Spectral Greedy Coresets for Graph Neural Networks
Mucong Ding, Yinhan He, Jundong Li, Furong Huang
TL;DR
This paper tackles training efficiency for Graph Neural Networks on large-scale graphs by introducing Spectral Greedy Graph Coresets (SGGC), which select ego-graphs around center nodes in the graph spectral domain to approximate full-graph training loss. SGGC uses a two-stage greedy framework: a coarse spreading step via GIGA to approximate the spectral embedding and a refinement step via submodular maximization (CRAIG) to diversify topology; diffusion ego-graphs and PCA compression enable scalable coreset construction without pre-training. The authors provide a theoretical bound on the node-classification loss under a bounded-spectral-variance assumption and demonstrate strong empirical performance on ten datasets, including very large graphs, often outperforming model-based coresets and graph condensation while running faster and generalizing across GNN architectures. This work enables scalable, architecture-agnostic data condensation for GNNs, reducing training time and memory with minimal loss in accuracy, though it assumes smooth spectral embeddings and has $O(c n_t n)$ time complexity in the coreset construction.
Abstract
The ubiquity of large-scale graphs in node-classification tasks significantly hinders the real-world applications of Graph Neural Networks (GNNs).
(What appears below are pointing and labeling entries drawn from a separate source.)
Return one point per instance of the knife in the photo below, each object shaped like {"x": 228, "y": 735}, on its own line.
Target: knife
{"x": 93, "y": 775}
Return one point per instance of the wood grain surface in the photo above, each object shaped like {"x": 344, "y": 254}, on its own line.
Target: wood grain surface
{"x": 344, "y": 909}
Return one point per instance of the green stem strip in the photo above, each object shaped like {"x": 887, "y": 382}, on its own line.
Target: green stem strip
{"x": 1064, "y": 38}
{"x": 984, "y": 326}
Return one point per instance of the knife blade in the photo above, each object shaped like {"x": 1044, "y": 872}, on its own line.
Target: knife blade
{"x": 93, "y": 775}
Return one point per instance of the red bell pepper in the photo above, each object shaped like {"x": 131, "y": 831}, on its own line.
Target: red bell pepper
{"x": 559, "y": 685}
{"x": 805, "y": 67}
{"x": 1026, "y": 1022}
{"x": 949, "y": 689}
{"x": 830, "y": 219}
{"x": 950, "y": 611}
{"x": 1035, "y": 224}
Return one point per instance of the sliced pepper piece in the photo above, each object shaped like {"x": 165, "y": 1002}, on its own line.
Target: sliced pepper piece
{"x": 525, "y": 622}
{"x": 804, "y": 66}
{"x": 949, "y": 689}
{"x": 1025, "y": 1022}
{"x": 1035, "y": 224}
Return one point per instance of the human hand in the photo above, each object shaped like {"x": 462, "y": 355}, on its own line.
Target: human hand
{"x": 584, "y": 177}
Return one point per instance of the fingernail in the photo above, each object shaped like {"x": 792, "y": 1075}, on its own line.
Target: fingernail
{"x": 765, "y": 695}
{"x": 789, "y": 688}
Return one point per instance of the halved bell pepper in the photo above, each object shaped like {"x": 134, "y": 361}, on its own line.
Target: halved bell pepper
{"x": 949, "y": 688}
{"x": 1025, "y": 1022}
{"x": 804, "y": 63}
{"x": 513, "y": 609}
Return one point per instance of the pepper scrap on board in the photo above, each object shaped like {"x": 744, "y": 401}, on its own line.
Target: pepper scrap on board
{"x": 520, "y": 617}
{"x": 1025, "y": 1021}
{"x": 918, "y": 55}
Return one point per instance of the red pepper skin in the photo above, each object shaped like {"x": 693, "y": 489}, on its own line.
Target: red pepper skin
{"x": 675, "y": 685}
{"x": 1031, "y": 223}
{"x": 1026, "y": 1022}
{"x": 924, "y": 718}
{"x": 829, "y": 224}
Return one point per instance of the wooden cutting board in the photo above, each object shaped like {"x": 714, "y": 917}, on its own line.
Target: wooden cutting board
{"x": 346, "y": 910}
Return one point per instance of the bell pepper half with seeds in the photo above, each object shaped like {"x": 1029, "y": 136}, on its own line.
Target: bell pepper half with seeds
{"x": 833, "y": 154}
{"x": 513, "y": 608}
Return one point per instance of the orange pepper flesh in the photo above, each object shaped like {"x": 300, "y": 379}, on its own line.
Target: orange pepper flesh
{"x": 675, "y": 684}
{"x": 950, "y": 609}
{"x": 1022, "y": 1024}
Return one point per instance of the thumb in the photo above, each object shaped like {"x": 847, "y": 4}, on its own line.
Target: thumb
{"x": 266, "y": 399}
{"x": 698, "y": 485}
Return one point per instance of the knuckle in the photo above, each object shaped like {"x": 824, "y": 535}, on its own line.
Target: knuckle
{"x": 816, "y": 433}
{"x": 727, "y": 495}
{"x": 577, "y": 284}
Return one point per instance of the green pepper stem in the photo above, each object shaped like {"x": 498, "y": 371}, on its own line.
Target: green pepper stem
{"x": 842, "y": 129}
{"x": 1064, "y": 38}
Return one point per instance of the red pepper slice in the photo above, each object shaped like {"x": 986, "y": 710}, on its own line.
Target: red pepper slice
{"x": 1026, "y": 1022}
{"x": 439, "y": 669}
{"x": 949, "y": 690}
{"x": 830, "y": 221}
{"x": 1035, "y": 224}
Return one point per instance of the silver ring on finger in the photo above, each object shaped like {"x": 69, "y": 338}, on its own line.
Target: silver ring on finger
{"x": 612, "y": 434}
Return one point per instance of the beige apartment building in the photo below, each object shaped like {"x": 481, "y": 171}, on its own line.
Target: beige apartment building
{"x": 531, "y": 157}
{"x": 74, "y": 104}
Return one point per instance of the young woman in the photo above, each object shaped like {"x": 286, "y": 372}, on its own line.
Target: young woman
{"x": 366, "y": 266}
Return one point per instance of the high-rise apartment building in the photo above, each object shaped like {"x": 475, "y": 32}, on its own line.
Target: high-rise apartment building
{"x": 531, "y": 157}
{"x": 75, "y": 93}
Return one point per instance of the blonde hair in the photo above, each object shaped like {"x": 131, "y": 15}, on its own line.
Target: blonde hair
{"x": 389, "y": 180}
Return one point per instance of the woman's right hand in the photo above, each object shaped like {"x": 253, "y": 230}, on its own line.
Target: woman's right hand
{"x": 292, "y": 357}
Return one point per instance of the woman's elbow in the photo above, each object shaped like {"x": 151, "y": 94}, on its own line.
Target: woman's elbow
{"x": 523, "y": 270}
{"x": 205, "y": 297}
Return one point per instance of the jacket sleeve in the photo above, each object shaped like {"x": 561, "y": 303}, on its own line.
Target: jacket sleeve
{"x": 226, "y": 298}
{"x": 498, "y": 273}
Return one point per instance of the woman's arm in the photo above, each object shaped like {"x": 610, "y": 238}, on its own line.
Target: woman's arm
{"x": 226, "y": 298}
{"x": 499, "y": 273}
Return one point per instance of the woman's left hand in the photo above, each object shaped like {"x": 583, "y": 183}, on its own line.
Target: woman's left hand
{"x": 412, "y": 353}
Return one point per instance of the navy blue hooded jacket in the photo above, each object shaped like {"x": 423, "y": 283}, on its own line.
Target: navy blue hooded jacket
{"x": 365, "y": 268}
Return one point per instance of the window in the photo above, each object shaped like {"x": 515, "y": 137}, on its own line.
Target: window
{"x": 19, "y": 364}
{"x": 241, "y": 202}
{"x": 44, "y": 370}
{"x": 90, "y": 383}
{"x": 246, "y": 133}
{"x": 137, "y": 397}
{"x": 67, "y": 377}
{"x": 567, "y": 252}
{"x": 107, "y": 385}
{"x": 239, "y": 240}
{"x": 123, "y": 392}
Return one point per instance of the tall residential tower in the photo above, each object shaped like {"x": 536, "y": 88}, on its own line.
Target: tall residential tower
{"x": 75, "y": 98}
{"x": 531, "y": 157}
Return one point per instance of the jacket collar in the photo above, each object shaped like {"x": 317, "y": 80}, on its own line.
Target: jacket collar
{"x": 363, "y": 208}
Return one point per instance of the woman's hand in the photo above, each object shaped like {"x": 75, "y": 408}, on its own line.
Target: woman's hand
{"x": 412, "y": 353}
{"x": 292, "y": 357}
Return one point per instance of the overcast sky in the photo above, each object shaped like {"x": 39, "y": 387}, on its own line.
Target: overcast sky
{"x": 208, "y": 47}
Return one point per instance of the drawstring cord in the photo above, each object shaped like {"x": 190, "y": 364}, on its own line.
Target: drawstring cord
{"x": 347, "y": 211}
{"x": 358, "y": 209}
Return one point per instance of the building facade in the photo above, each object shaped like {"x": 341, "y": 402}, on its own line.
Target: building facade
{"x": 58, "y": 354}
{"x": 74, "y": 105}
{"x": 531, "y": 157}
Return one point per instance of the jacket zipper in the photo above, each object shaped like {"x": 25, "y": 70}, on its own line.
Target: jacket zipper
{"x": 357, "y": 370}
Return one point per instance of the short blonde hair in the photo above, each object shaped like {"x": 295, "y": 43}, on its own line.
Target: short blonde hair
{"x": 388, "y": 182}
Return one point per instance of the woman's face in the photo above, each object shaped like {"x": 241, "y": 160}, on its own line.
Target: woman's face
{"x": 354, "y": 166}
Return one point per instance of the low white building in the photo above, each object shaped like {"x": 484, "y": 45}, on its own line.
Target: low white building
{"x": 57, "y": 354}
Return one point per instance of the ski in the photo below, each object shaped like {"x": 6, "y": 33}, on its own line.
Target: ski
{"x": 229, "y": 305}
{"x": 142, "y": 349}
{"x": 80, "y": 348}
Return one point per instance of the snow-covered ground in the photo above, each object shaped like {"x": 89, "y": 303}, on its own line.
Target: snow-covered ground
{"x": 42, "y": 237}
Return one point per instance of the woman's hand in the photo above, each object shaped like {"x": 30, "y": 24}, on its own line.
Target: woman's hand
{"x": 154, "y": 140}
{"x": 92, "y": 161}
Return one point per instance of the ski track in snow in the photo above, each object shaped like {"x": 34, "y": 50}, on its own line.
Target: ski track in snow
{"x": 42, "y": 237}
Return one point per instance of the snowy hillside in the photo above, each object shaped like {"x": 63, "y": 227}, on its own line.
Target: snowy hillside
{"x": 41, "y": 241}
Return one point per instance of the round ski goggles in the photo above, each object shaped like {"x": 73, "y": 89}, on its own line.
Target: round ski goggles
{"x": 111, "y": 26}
Node sampling, graph coarsening, and dataset condensation are effective strategies for enhancing data efficiency. However, owing to the interdependence of graph nodes, coreset selection, which selects subsets of the data examples, has not been successfully applied to speed up GNN training on large graphs, warranting special treatment. This paper studies graph coresets for GNNs and avoids the interdependence issue by selecting ego-graphs (i.e., neighborhood subgraphs around a node) based on their spectral embeddings. We decompose the coreset selection problem for GNNs into two phases: a coarse selection of widely spread ego graphs and a refined selection to diversify their topologies. We design a greedy algorithm that approximately optimizes both objectives. Our spectral greedy graph coreset (SGGC) scales to graphs with millions of nodes, obviates the need for model pre-training, and applies to low-homophily graphs. Extensive experiments on ten datasets demonstrate that SGGC outperforms other coreset methods by a wide margin, generalizes well across GNN architectures, and is much faster than graph condensation.